# Help? William Barclay "The daily study bible"



## Shane

I have two of William Barclay's commentaries bought a while back. I have started going through his commentary on Romans.

I dont know much about him but I read in a Theology Dictionary that he was more a "Liberal Evangelical" which sets some alarm bells off.

Thanks for the Help

?


----------



## Ivan

> _Originally posted by Shane_
> I have two of William Barclay's commentaries bought a while back. I have started going through his commentary on Romans.
> 
> I dont know much about him but I read in a Theology Dictionary that he was more a "Liberal Evangelical" which sets some alarm bells off.
> 
> Thanks for the Help
> 
> ?



I'm not sure what you want to know about Barclay. 

However, I find his work to be more devotional in nature. There a few gems to mine from his work, but they are far and few between and I think hardly worth the effort.

Generally speaking I would give him a 

Sorry.


----------



## Shane

Thanks Ivan.

He is highly thought of in some reformed circles around my home town. Hopefully somone else can shed a bit of light on his theological stance.


----------



## Shane

*New Info*

I have been looking around on the net and found this article. 

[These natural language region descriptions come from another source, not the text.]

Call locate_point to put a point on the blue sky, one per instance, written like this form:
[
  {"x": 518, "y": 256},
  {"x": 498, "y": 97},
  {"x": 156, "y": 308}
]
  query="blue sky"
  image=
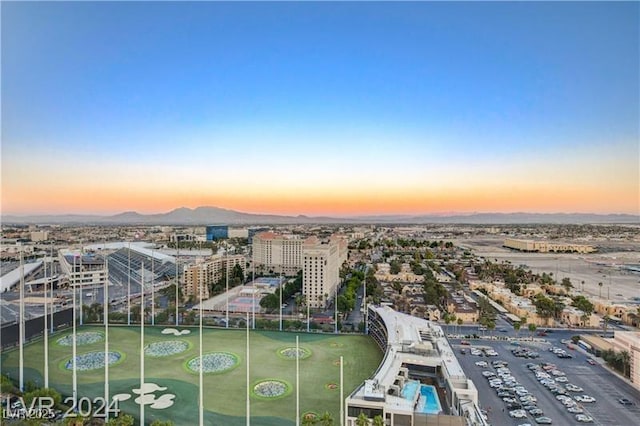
[{"x": 352, "y": 101}]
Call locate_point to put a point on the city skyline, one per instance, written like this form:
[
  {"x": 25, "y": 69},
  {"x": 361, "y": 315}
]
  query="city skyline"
[{"x": 332, "y": 109}]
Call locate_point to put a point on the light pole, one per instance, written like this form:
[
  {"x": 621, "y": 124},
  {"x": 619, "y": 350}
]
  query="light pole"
[
  {"x": 45, "y": 330},
  {"x": 153, "y": 298},
  {"x": 142, "y": 387},
  {"x": 21, "y": 319},
  {"x": 364, "y": 301},
  {"x": 129, "y": 286},
  {"x": 105, "y": 303},
  {"x": 280, "y": 291},
  {"x": 177, "y": 277},
  {"x": 226, "y": 294},
  {"x": 200, "y": 370}
]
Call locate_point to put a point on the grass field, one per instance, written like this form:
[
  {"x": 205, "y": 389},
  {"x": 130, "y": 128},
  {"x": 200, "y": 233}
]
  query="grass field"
[{"x": 225, "y": 392}]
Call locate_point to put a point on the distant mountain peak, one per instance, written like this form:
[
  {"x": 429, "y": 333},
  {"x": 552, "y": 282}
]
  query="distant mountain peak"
[{"x": 210, "y": 215}]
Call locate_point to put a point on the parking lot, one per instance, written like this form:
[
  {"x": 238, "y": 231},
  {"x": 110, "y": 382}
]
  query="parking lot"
[{"x": 594, "y": 380}]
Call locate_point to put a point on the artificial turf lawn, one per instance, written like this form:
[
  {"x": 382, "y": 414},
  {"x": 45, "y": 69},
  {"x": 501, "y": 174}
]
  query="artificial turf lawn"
[{"x": 224, "y": 393}]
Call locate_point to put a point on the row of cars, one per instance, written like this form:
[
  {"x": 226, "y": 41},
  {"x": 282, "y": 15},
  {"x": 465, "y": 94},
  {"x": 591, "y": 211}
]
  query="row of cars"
[
  {"x": 560, "y": 353},
  {"x": 518, "y": 400},
  {"x": 480, "y": 352},
  {"x": 522, "y": 352},
  {"x": 566, "y": 393}
]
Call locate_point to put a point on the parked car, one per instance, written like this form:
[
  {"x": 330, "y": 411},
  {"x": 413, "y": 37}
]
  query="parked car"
[
  {"x": 518, "y": 414},
  {"x": 583, "y": 418}
]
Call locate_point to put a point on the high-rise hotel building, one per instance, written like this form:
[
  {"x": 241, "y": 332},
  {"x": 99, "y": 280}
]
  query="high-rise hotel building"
[
  {"x": 277, "y": 253},
  {"x": 321, "y": 262},
  {"x": 207, "y": 272}
]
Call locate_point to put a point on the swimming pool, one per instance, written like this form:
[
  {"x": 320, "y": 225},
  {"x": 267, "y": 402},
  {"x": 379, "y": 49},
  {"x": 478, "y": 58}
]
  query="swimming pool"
[{"x": 428, "y": 401}]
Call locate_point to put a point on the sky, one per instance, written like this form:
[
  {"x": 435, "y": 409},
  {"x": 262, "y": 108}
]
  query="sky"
[{"x": 327, "y": 108}]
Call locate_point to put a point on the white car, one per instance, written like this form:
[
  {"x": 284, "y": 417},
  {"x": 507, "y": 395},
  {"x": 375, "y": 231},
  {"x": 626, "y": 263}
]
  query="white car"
[
  {"x": 584, "y": 398},
  {"x": 518, "y": 414},
  {"x": 573, "y": 388},
  {"x": 584, "y": 418}
]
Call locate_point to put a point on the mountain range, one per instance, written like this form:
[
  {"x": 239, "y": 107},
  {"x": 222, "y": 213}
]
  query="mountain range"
[{"x": 216, "y": 215}]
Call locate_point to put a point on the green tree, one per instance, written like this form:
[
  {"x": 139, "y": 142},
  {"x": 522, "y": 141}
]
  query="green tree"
[
  {"x": 516, "y": 327},
  {"x": 326, "y": 419},
  {"x": 237, "y": 276},
  {"x": 395, "y": 267},
  {"x": 308, "y": 420},
  {"x": 159, "y": 422},
  {"x": 545, "y": 306},
  {"x": 270, "y": 302},
  {"x": 42, "y": 392},
  {"x": 362, "y": 420},
  {"x": 566, "y": 283},
  {"x": 121, "y": 420}
]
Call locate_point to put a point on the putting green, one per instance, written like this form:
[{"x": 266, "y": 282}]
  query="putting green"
[{"x": 225, "y": 392}]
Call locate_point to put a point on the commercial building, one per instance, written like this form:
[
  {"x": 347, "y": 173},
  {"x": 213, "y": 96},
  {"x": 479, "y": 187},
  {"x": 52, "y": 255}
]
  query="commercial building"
[
  {"x": 217, "y": 232},
  {"x": 222, "y": 232},
  {"x": 419, "y": 381},
  {"x": 275, "y": 253},
  {"x": 38, "y": 236},
  {"x": 83, "y": 270},
  {"x": 207, "y": 272},
  {"x": 321, "y": 262},
  {"x": 630, "y": 341},
  {"x": 547, "y": 246}
]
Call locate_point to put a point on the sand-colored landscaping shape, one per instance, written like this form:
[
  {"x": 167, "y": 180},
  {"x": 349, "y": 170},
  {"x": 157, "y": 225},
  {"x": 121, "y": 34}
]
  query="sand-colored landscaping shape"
[
  {"x": 121, "y": 397},
  {"x": 175, "y": 332},
  {"x": 148, "y": 388}
]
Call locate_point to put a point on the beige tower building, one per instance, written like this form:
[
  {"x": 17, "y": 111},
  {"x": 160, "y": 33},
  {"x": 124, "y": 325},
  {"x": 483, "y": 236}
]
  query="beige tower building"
[
  {"x": 277, "y": 253},
  {"x": 321, "y": 269},
  {"x": 207, "y": 272}
]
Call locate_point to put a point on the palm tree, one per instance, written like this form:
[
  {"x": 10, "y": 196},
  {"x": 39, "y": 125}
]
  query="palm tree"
[
  {"x": 516, "y": 327},
  {"x": 326, "y": 419},
  {"x": 625, "y": 358},
  {"x": 362, "y": 420},
  {"x": 605, "y": 322},
  {"x": 600, "y": 293},
  {"x": 308, "y": 420}
]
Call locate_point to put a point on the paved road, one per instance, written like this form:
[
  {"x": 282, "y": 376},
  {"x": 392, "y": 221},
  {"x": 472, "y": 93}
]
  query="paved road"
[{"x": 595, "y": 380}]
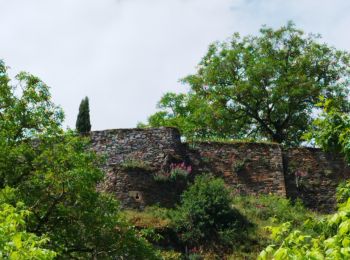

http://www.auburn.edu/~allenkc/barclay1.html

This looks seriously wrong to me. If a guy believes this can we trust a commentary or devotion from him?


----------



## Puritan Sailor

Read his comments on Romans 9. You'll see he's a liberal.


----------



## RamistThomist

"If a guy believes this, can we trust him?"
I trust him as far as I can throw him. His argumentation is ridiculous, to put it ver nicely. As Paul would say, he is not critical of his own assumptions (liberals never are). If you can find his "work" at about a dollar a copy, go ahead and get it. He has some good background information, but I would never use him for anything serious. He was a universalist and did not believe that God wanted accidents to happen. I have read his two volumes on John and his two volumes on Revelation. There much food for thought there, but go to him LAST. He has a weak view of the Atonement, God, Miracles, Scripture. Sort of to mock him, PhD students now do dissertation on Barclay's presuppositions against the miraculous.


----------